Amor: los que buscan el ideal pierden el real

Cuando los primeros enemigos del amor….somos nosotros!

Érase una vez, y aún hoy en día en muchas tradiciones y costumbres, los esposos fueron elegidos por sus padres y la idea de “unirnos por amor ” fue considerada transgresora y contraria a la tradición. Hoy en día, tal actitud es obviamente inconcebible, un legado inaceptable del pasado. Sin embargo, ¿diría usted que a menudo nos comportamos exactamente de la misma manera sin saberlo? Sólo los enemigos del amor , en nuestro caso, no son nuestros padres o tradiciones, sino… nosotros mismos.
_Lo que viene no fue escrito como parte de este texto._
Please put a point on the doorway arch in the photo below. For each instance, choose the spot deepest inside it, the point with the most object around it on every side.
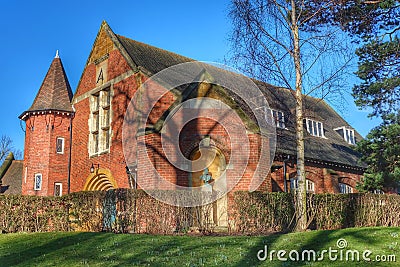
(216, 168)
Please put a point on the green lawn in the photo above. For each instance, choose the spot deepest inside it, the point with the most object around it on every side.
(106, 249)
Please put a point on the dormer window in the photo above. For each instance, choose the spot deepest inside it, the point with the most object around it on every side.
(315, 128)
(277, 116)
(347, 133)
(345, 188)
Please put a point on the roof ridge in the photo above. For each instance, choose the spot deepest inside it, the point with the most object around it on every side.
(155, 47)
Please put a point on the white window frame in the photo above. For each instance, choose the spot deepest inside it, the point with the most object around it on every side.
(310, 185)
(316, 128)
(345, 188)
(62, 146)
(277, 117)
(348, 134)
(35, 182)
(55, 186)
(100, 122)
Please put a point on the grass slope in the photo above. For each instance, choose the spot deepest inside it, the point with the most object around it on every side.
(106, 249)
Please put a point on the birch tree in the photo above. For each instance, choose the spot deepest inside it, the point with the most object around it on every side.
(273, 42)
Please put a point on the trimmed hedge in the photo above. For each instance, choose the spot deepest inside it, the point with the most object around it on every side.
(269, 212)
(133, 211)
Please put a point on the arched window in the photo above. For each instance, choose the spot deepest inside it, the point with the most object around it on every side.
(310, 185)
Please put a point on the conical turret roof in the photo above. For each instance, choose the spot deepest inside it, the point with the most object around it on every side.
(55, 92)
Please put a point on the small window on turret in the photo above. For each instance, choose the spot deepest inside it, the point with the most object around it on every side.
(38, 182)
(60, 145)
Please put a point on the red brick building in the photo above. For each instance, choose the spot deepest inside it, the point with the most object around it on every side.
(75, 142)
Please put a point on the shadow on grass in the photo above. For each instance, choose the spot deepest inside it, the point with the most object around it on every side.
(107, 249)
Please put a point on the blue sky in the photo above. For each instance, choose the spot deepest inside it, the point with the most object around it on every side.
(32, 31)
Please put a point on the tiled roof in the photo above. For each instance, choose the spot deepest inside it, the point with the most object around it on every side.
(151, 58)
(332, 149)
(55, 92)
(11, 182)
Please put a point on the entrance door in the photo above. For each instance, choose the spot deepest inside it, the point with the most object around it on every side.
(216, 168)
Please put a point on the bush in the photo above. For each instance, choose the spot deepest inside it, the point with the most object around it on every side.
(133, 211)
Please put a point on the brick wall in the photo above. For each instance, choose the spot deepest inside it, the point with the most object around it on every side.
(326, 179)
(111, 162)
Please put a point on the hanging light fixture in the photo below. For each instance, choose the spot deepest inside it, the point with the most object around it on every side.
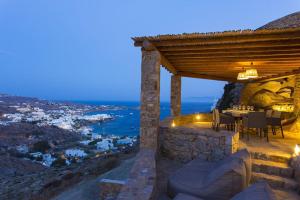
(252, 72)
(242, 76)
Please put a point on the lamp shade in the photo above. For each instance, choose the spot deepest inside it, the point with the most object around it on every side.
(251, 73)
(242, 76)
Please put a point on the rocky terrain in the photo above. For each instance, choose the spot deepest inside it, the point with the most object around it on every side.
(48, 146)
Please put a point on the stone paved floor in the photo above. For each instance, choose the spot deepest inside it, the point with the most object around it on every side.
(276, 145)
(165, 167)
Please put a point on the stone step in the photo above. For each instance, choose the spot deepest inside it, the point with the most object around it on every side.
(287, 194)
(270, 157)
(275, 182)
(272, 168)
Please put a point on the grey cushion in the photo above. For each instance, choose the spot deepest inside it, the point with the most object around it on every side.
(181, 196)
(257, 191)
(208, 180)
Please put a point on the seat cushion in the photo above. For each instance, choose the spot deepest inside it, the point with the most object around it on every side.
(182, 196)
(257, 191)
(220, 180)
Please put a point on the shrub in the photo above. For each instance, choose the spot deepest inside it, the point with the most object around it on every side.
(59, 162)
(41, 146)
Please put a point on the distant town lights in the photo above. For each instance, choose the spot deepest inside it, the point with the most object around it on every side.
(173, 124)
(297, 150)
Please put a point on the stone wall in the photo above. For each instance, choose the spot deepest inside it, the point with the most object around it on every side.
(187, 119)
(175, 95)
(185, 143)
(109, 189)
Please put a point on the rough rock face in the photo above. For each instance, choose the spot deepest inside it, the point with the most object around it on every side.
(231, 95)
(266, 94)
(289, 21)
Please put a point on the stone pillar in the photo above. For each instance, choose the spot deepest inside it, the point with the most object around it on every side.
(175, 95)
(296, 95)
(150, 99)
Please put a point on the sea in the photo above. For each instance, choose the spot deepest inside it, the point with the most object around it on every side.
(126, 115)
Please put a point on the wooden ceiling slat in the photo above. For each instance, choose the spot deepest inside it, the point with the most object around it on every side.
(235, 54)
(258, 44)
(226, 37)
(222, 56)
(235, 50)
(233, 57)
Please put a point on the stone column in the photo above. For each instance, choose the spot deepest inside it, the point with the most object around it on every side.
(175, 95)
(296, 95)
(150, 99)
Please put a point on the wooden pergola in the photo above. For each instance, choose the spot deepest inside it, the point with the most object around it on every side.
(216, 56)
(222, 55)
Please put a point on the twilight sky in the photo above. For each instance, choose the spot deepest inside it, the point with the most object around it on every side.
(82, 50)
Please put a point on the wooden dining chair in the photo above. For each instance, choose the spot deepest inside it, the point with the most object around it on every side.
(275, 121)
(255, 120)
(220, 118)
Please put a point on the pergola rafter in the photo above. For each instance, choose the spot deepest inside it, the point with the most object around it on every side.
(222, 55)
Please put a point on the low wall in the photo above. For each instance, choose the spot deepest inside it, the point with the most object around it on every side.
(184, 143)
(142, 179)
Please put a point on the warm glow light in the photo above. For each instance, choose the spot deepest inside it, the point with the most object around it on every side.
(283, 107)
(296, 150)
(173, 124)
(251, 73)
(242, 76)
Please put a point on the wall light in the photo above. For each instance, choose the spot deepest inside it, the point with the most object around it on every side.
(173, 124)
(297, 150)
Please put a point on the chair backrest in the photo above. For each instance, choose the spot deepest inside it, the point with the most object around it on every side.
(269, 113)
(276, 114)
(257, 120)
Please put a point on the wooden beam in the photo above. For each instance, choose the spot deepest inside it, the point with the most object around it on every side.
(235, 50)
(293, 72)
(236, 57)
(250, 36)
(258, 44)
(204, 76)
(148, 46)
(235, 54)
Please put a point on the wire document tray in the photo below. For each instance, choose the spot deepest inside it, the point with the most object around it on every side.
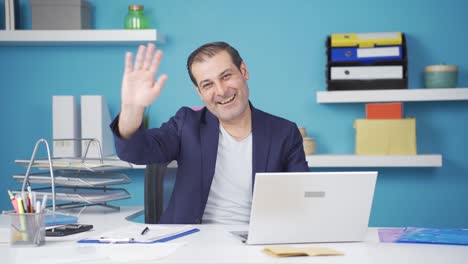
(76, 182)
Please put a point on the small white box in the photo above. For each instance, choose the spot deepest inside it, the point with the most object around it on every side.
(61, 14)
(95, 121)
(65, 125)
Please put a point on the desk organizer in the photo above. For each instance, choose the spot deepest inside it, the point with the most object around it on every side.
(74, 182)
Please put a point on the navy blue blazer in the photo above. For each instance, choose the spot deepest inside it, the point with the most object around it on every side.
(191, 138)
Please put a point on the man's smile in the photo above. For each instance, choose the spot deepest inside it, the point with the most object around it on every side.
(228, 100)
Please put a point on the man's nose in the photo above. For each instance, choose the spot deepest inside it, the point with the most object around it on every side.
(220, 89)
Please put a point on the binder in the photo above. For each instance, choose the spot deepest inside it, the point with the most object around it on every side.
(383, 84)
(385, 136)
(366, 40)
(366, 72)
(95, 120)
(384, 111)
(65, 125)
(366, 55)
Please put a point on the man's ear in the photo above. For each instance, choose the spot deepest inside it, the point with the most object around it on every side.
(244, 70)
(198, 90)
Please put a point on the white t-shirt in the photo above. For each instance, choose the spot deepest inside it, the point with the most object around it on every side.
(230, 195)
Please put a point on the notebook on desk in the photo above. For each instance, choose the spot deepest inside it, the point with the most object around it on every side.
(310, 207)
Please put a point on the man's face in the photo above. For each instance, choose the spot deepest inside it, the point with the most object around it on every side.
(222, 86)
O mejor dicho, nuestros ideales que nos condicionan fuertemente.

El ideal aleja el amor

Debemos recordar que en la antigua Grecia el dios del amor se llamaba Eros, un dios que ama sorprender, que viene a destruir nuestros proyectos y nuestros intentos de controlar la vida para darnos, a cambio, felicidad….y amor ! Pero si ya lo hemos planeado todo, si pensamos que sabemos con seguridad quién es el hombre adecuado para nosotros, el resultado es que no veremos a nuestra alma gemela incluso cuando la tengamos delante de nosotros.

Amor mental, amor infeliz

Así es: a menudo no lo reconocemos porque estamos fijos en un ideal y rechazamos la hipótesis de que el amor puede alterar nuestros planes y nuestras ideas preconcebidas. El resultado, sin embargo, es pobre: así vivimos un “amor mental”, hijos de nuestras conjeturas, de las opciones en las que nos hemos identificado pero en las que la pasión tiene poco espacio. A partir de ahí, para convertirse en un amor asfixiado, sufrido, infeliz, el paso es corto. Un amor que no es para nosotros.